Chronicle Review: Caesar's Messiah

At the risk of hyperbole and malicious guffaws, we are prepared to assert and defend the thesis that Joseph Atwill's Caesar's Messiah is the most important book of the last 2000 years.

One might protest indignantly that other contenders are more plausible for such an encomium, such as the Bible, The Origin of Species, or Harry Potter. But none of these books lays waste to a myth which has gripped Western civilization, namely the religion of Christianity.

In a nutshell, Atwill presents conclusive evidence that Christianity was the invention of the Roman court, more specifically the Flavian Caesars, used to pacify the incorrigible Jews who refused to submit to Roman authority.
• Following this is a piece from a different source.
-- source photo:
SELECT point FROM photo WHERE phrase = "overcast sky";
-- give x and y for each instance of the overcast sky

Without an historical Jesus, one could argue that there is no Christianity.

We hedge in our last statement because many believe that Christianity can survive without a real Jesus, and in some respects, this is precisely what the past 2000 years has proven. Perhaps Atwill has not laid waste to anything after all.
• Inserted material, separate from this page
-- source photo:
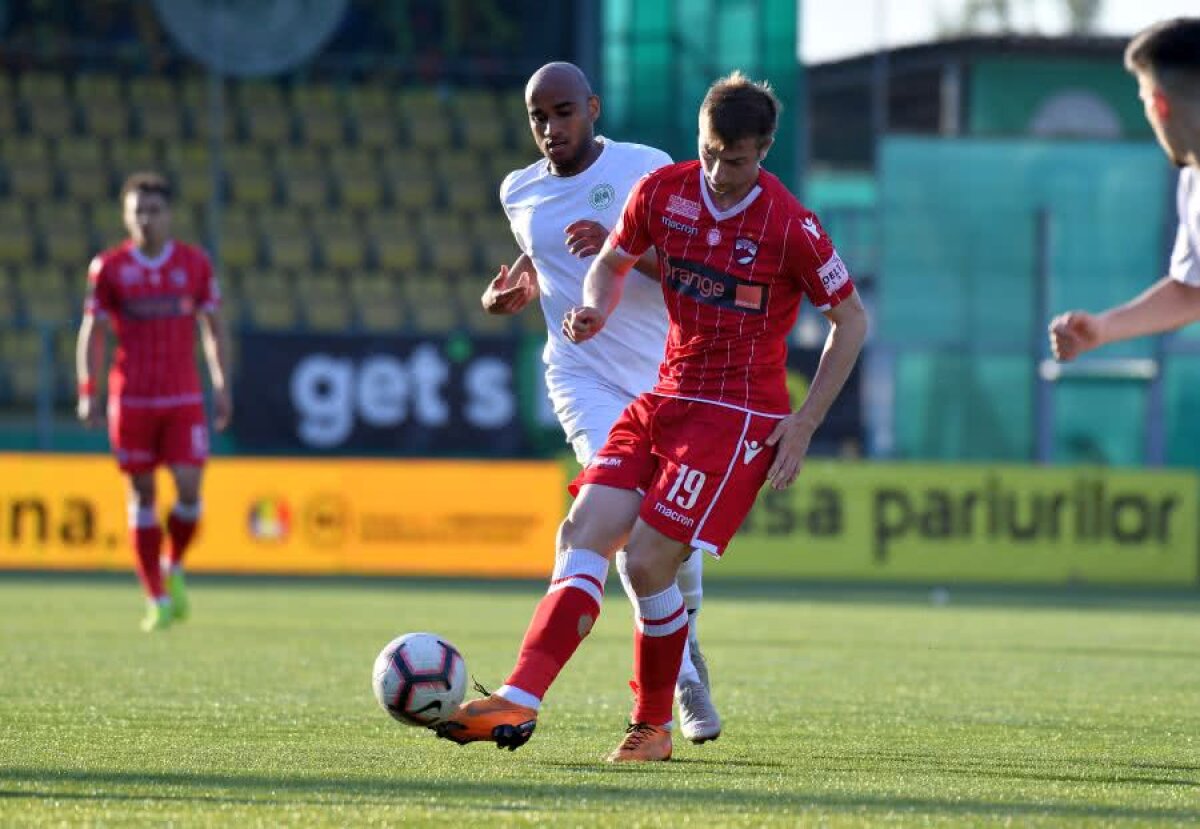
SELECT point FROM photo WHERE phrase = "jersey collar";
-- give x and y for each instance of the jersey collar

The Roman senate was wont to proclaim its emperors gods, starting with Julius Caesar. It took some work to anoint the Flavians thusly, namely Vespasian and his two sons Titus and Domitian. But once done, Vespasian is God the Father, Titus is God the Son, and Domitian is God the Holy Spirit - the trinity of Christianity.

The substance of the proof of Christianity's origins as a psychological warfare tool is grounded in the observation that both the Gospels and Josephus' Jewish Wars are to be read intertextually with each providing linkage to the other. Indeed early versions of the New Testament often included the works of Josephus as an addendum. Christianity thus morphs the Jewish messiah into the Roman messiah, namely Titus, through the use of fabricated history.
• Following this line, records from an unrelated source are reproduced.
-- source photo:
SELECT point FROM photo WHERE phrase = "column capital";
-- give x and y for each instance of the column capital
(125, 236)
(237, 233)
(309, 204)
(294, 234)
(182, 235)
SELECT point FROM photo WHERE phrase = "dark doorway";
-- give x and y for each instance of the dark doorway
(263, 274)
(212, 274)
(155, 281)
Atwill discovered that the military campaign of Titus mirrors precisely that of Jesus' ministry in Judea and environs. As one example, the author spends much time showing that the expression "fishers of men" is actually a dark comic reference to a sea battle at Gadara near the Dead Sea where the Jews were finally overwhelmed by the Romans who used their spears to kill Jewish soldiers as they flailed about in the water.

We also learn that there is more than one Jesus in the Gospels, the most important of whom is the avatar of Titus who prophesies the destruction of Jerusalem, and who is always presented as good compliant Roman citizen urging acquiescence to governmental authority and the payment of taxes. In the famous episode of rendering unto Caesar the things which are Caesars, and unto God the things which God's, Atwill notes the cutting sarcasm when he points out that Caesar and God are one and the same person.

The possibility that Josephus' sequence of movements for Titus and that of Jesus would be coincidence are shown by Atwill to be mathematical absurdities.

In one of the most important sections of the book, Atwill shows that the story of the resurrected Christ is actually a nearly slapstick comedy of errors of mistaken identify and naïve beliefs between the Lazarus who died, and the Jesus who died. Lazarus' empty tomb was confused with that of Jesus - but not the Jesus of Titus - but that of Jesus Barabbas whom Pilate tired to release. Raising Lazarus from the dead was simply a Roman detail's removal of Lazarus' corpse from his grave - See! he arose. Think of the vignette as a madcap adventure of Lucy and Ethel in I Love Lucy.

Atwill also notes similarities between Stoicism and other Roman philosophies with Christianity which were designed to create docile, compliant, and subservient citizenry - for example - turn the other cheek.

Before closing, we should note that the prophesies of Jesus against Jerusalem mirror precisely the campaign of Titus in destroying the city. This provides the conclusive proof that one of the Gospel Jesuses is indeed Titus. In fact, many preterist eschatologies demand that the Roman army be the proxy of God in destroying a rebellious Jewish generation which did not know the hour of its visitation by the true messiah.

Having watched numerous interviews given by Atwill, I was surprised by the amount of undisclosed material yet in the book. We agree that Christianity and its many frauds may never die, but its viability is very much a subject of human depravity which refuses to cherish the truth.

Reference
Joseph Atwill, Caesar's Messiah: Flavian Signature Edition, 2011.